You should consume 25 to 35 grams of fiber daily. Most American’s consume about half this recommendation. Raspberries could be a very useful tool for easily increasing your fiber intake. One cup of raspberries provides 8 grams of fiber.

Anthocyanins to lower blood pressure

Endothelial function is compromised with atherosclerotic disease. By providing the body with enhanced oxidative defenses, such as anthocyanins, you increase the nitric oxide released to relax blood vessels leading to vasodilation. This vasodilation promotes lower blood pressure levels. The anthocyanins found in raspberries have been shown to promote vasodilation of blood vessels in studies.

A little chemistry explanation

Quick chemistry lesson so you can better understand a couple terms.

Oxidation is the loss of electrons from atoms, which increases oxidative status. This is not good for your health. Reduction is the gain of electrons to atoms, which decreases oxidative status. This is good for your health.

Oxidation and reduction are played out continuously within your system.
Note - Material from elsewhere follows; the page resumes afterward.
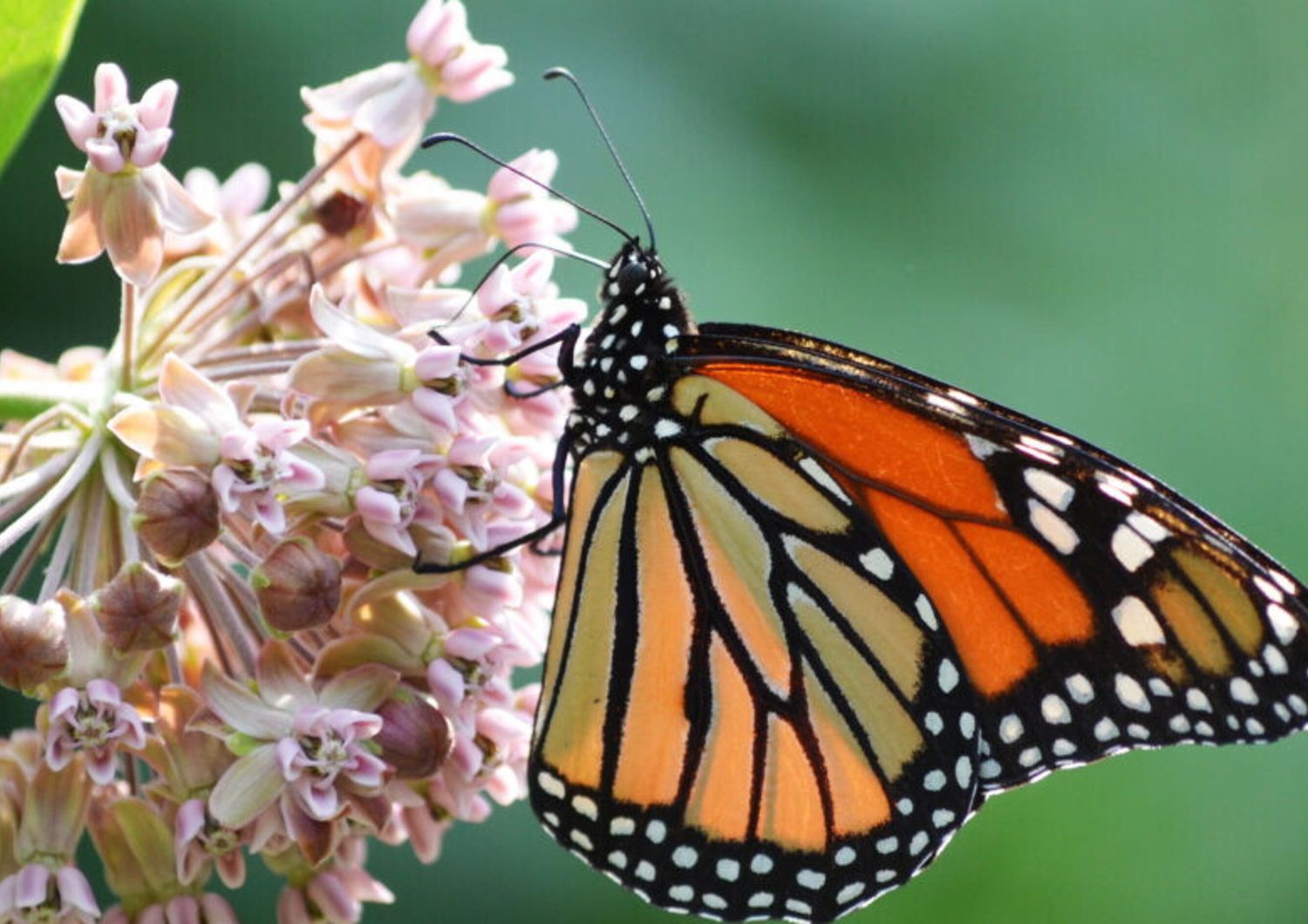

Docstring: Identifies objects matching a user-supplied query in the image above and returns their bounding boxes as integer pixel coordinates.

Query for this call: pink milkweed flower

The foods you eat impact the oxidative state of your body as a whole…increasing or decreasing oxidation.

Your goal for promoting optimal health is to reduce oxidative status as much as possible. Think of oxidation as rusting or aging. Not what we want.
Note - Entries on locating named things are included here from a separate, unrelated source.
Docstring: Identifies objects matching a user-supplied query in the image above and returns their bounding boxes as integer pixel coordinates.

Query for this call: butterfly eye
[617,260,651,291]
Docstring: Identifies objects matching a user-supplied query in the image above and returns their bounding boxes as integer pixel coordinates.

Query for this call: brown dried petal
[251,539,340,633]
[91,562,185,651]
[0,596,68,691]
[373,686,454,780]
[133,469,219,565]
Health benefits of raspberries

  • Enhance oxidative defenses

  • Oxidative stress increases the risk of oxidative damage to cellular components, such as DNA, lipids, and protein.
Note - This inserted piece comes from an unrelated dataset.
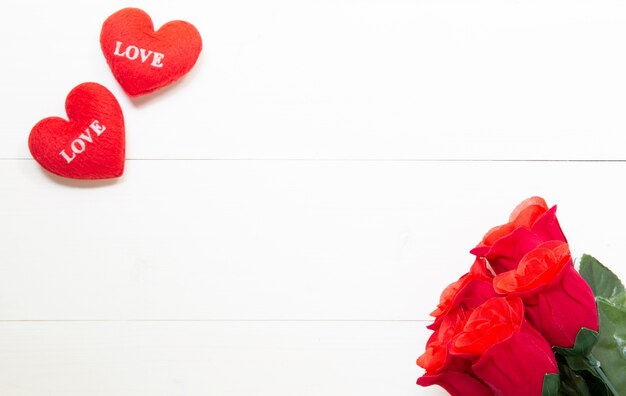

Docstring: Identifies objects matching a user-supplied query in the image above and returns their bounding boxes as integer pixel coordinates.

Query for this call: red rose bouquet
[417,197,626,396]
  • The body works to counteract and manage oxidative stress. The more stress to the body, the more difficult it is for the body to balance oxidation and reduction. Aging decreases the body’s ability to counteract stresses.

  • Fruit contains nutrients and phytochemicals to enhance our natural defense system and promote decreased oxidative stress.

  • Research has found raspberries to decrease lipid oxidation, decrease oxidation of LDL cholesterol, decrease DNA damage, and increase antioxidant enzyme activity.

  • Anti-inflammatory

  • Inflammation usually goes hand-in-hand with oxidative stress. Oxidation status of cells impacts cell communication in regards to their response to inflammation.

  • Phytochemicals found in raspberries – ellagitannin, ellagic acid, and anthocyanins – have anti-inflammatory properties.

  • Do you live with arthritis? Research shows raspberries to decrease cartilage damage.

  • Improved immune function

  • Improve cell-to-cell communication

  • Altered estrogen metabolism

  • Cause cancer cells to die/detoxify carcinogens

  • Repairs DNA

  • Enhanced glycemic control by increasing insulin sensitivity

  • Improved endothelial function

Selecting and storing the right berry

Raspberries do not have a long shelf life. They are perishable, so do not buy more than you can eat at one time. They are usually good stored in the refrigerator for a couple days prior to use.

Select berries that are fully ripe. They should be firm, plump, and deep in color. Avoid soft or mushy berries. If your container has any soft or moldy berries, remove them right away so they don’t affect the other berries.

You can easily freeze raspberries. Wash them gently, pat dry with a paper towel, then arrange in a single layer on a cookie sheet and place in the freeze. After they are frozen, you can transfer them to a freezer bag or container for storage. You can store them frozen for up to one year.

How to boost raspberry intake

  • Add to breakfast cereal…hot or cold cereals
  • Add to plain yogurt
  • Use to top waffles or pancakes
  • Use to make a sauce for dessert
  • Best option…gently wash and eat fresh as a delicious snack!